General theory of MDPs:
Basic concepts of Markov Decision Processes (MDPs), main types such, as stochastic shortest path, total discounted and average (ergodic) cost problems. Control policies, value functions, Bellman operators and their core properties, monotonicity, contraction, optimality equations, greedy policies and approximation possibilities. Existence and properties of optimal control policies.
Standard RL methods for MDPs:
Main solution directions of MDPs: iterative approximations of value functions (e.g., value iteration, Q-learning, SARSA); direct search in the space of policies (e.g., policy iteration, policy gradient); linear programming formulation, complexity. Generalizations: unbounded costs, partial observability.
Temporal difference (TD) learning based policy evaluations: Monte Carlo methods, eligibility traces, TD(0), TD(1) and TD(lambda): online, offline, first-visit, every-visit variants, convergence theorems, optimistic policy improvements. Examples, like Q-learning for SSPs. Off-policy policy evaluations.
Small-sample theory for RL:
Multi-armed bandit problems, exploration-vs-exploitation, regret, Hannan consistency, canonical bandit model, subgaussian bandits, explore-then-commit algorithm, upper confidence bound (UCB) algorithm, the optimism principle, regret bounds for UCB, asymptotic optimality of UCB, contextual bandits, stochastic linear bandits, confidence regions for bandit problems, online confidence sets.
Large-sample theory for RL:
General adaptive algorithms and stochastic approximation (SA), fixed point and root finding problems.
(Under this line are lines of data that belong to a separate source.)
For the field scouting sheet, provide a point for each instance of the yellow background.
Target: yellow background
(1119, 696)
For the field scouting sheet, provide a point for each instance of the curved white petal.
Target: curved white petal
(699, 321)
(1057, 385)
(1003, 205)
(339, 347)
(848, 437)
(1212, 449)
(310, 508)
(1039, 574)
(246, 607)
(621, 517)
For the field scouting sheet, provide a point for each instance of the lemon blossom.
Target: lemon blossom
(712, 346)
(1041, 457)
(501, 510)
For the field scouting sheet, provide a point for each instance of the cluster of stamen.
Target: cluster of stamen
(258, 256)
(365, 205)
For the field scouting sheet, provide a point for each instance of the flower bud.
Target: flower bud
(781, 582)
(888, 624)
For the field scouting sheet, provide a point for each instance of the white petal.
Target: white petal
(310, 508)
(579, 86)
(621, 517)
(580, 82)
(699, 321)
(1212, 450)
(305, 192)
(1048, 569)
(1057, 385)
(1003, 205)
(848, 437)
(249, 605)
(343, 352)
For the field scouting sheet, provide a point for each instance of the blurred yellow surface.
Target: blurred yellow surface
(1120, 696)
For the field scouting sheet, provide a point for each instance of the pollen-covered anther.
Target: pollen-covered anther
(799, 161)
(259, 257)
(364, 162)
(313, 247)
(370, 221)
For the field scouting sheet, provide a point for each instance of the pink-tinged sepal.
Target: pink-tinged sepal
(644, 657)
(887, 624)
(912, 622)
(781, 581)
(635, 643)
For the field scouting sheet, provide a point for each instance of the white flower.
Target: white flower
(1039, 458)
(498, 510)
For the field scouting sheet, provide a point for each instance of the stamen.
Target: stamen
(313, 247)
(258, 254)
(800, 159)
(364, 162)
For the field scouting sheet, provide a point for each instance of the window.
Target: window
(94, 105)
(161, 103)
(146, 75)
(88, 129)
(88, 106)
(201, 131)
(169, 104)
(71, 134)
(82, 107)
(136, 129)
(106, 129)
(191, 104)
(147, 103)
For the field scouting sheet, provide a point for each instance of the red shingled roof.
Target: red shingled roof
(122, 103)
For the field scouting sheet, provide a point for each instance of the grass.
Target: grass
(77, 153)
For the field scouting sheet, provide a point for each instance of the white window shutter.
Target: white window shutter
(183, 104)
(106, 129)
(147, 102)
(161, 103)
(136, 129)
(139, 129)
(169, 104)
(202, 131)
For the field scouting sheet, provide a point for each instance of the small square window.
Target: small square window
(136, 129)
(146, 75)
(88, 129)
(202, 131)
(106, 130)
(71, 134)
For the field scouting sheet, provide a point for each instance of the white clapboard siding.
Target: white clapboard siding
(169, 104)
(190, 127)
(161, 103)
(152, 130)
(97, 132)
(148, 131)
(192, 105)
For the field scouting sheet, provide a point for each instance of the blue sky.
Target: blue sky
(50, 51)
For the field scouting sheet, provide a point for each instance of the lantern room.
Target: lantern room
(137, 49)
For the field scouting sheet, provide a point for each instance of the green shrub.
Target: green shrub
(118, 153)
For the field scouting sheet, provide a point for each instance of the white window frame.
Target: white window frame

Examples of classical SA algorithms with analogous methods in RL: Robbins-Monro (e.g., Q-learning), Kiefer-Wolfowitz (e.g., policy gradient), SPSA (simultaneous perturbation stochastic approximation), stochastic gradient descent (SGD) and its acceleration methods (e.g., momentum).
Asymptotic analysis of general adaptive algorithms assuming martingale difference noise sequences. Convergence results based on Lyapunov (potential) functions. Applications to classical examples: SGD with Lipschitz continuous gradient and Euclidean norm pseudo-contractions. Convergence analysis based on contraction and monotonicity properties, and their illustration through RL examples.
Recommended literature:
-
Bertsekas D. P. & Tsitsiklis J. N.: Neuro-Dynamic Programming, Athena Scientific, 1996.
-
Lattimore, T. & Szepesvári, Cs.: Bandit Algorithms, Cambridge University Press, 2018.
-
Feinberg, A. E. & Shwartz, A. (eds.): Handbook of Markov Decision Processes, Kluwer Academic Publishers, 2002.
-
Kushner, H. & Yin, G.: Stochastic Approximation and Recursive Algorithms and Applications, 2nd edition, Springer, 2003.
-
Sutton, R. S. & Barto, A. G: Reinforcement Learning: An Introduction, 2nd edition, MIT Press, 2018.